To remove SDS, gels were washed with renaturing buffer for 30 min at room temperature and incubation was then performed overnight at 37 °C on a shaking platform in developing this website buffer. Gels were stained with Coomassie blue G-250 in 20% ethanol for 3 h and destained in 25% ethanol. Protease-containing fractions were visualized as clear bands against a dark background. The total repertoire of extracellular proteins was also investigated by mixing biofilm culture supernatants with NuPAGE sample buffer
(Invitrogen) and subjecting them to electrophoresis on 10% SDS-polyacrylamide gel electrophoresis (SDS-PAGE) gels under reducing conditions for 1 h at 180 V. Gels were then stained with Coomassie blue according to the manufacturer’s instructions. For the detection of P. aeruginosa elastase, proteins from the gels were electroblotted onto PVDF membranes (Immobilon-P, Millipore) at 50 V for 2 h at 4 °C. After blocking with 5% skim milk in Tris-buffered saline with 0.05% Tween-20,
membranes were incubated first with a rabbit anti α-elastase antibody [a generous gift from Dr J. Fukushima; see also Schmidtchen et al. (2003)] diluted 1 : 750 and then an HRP-conjugated goat anti-rabbit Ig antibody diluted 1 : 2500. Antibody binding was visualized using the ECL Western blotting reagent (Pierce).
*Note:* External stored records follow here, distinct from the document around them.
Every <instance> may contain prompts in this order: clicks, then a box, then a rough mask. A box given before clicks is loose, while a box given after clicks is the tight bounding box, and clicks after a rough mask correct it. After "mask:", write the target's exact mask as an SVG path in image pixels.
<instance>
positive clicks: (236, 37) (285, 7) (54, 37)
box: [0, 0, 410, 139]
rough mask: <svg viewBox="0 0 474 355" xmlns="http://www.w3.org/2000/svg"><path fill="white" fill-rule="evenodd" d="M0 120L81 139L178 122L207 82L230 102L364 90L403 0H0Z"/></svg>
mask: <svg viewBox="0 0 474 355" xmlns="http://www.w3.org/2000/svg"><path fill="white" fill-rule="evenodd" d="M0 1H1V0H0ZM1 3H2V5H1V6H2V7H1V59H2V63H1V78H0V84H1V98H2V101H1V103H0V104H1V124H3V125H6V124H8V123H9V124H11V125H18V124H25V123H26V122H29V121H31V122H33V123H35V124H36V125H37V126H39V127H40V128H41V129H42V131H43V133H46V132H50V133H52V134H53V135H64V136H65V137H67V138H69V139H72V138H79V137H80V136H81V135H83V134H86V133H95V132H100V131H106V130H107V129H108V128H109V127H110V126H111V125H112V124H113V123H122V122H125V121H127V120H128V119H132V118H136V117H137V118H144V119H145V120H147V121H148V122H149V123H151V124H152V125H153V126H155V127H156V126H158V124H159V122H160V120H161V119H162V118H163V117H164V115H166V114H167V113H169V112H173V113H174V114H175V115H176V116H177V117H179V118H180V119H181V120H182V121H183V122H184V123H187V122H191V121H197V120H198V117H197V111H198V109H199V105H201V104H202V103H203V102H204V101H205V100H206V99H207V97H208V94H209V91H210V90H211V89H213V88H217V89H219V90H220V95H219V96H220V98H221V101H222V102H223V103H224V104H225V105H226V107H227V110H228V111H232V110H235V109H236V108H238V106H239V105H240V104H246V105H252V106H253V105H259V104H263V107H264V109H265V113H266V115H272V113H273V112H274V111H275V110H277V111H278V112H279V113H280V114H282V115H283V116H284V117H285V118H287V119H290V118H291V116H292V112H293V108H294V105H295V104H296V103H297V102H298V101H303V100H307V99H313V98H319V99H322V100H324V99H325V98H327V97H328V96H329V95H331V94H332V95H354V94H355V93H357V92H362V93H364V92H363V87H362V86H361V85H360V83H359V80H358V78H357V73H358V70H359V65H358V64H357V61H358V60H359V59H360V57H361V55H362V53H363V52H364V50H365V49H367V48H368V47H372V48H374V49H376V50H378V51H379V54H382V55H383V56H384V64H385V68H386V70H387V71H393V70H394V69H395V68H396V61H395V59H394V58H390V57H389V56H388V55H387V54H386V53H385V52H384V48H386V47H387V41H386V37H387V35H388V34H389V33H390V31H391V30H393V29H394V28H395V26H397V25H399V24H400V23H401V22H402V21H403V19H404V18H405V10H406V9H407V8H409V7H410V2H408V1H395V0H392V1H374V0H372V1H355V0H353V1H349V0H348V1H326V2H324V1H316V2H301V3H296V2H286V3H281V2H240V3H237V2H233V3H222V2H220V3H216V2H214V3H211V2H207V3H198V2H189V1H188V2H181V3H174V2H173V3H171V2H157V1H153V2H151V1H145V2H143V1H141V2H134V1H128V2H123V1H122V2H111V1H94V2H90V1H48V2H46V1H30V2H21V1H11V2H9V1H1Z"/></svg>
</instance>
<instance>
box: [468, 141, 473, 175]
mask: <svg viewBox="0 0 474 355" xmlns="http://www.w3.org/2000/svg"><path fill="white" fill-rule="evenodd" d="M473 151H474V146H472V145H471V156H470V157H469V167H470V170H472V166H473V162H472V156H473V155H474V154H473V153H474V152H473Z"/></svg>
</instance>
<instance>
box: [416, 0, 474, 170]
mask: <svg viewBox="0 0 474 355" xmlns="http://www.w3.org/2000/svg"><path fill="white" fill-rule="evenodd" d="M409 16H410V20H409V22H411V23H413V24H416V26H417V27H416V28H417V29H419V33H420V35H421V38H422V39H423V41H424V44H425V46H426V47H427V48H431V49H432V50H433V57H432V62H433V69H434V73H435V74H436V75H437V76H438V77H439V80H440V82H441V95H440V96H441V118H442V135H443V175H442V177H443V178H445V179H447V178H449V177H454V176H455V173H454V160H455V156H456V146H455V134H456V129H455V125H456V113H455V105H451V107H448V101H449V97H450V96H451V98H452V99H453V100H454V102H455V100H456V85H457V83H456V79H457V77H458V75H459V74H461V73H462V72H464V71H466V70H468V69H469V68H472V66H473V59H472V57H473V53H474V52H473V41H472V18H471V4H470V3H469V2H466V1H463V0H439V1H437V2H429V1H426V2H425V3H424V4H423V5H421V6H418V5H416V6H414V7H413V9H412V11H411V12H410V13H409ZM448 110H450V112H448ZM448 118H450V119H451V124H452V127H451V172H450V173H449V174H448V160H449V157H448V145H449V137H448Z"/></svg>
The production of extracellular polysaccharides by P. aeruginosa strains was studied using the lectins Hippeastrum hybrid agglutinin (HHA) and Marasmium oreades agglutinin (MOA) (recognizing galactose and mannose residues, respectively) click here (Ma et al., 2007). Twenty four-hour biofilms prepared as described below were washed twice in 100 μL PBS and then incubated with MOA or HHA [0.1 mg mL−1 in PBS (7 mM K2HPO4, 2.5 mM KH2PO4, pH 7.3, containing 0.1 M Selleck Fludarabine NaCl)] for 2 h at room temperature. Biofilms were washed four times (100 μL) with PBS before examination
using CLSM. Statistical analysis was performed using a one-way anova with a Bonferroni post-test to compare different strains. Investigation of the different P. aeruginosa strains showed that they varied in their ability to form biofilms over 6 h in the flow cells. The clinical isolates (14:2, 23:1, 27:1 and 15159) and PAO1 showed a low degree of biofilm formation (1.5–5% surface coverage), while the type strain NCTC 6750 was a relatively good biofilm former (22% surface coverage) (Fig. 1a). Because we were interested in studying the effect of different P. aeruginosa strains on biofilm formation by S. epidermidis, the ability of a number of different, freshly isolated, S. epidermidis strains to form mono-species biofilms was also investigated. After 6 h of growth in flow cells, the clinical isolates of S. epidermidis showed substantial differences in biofilm-forming ability, with the surface coverage ranging from 0.4–0.2 mm2 for strains Mia, C103, C121 and C164, to 0.009 mm2 for strains C116 and C191 (Fig. 1b).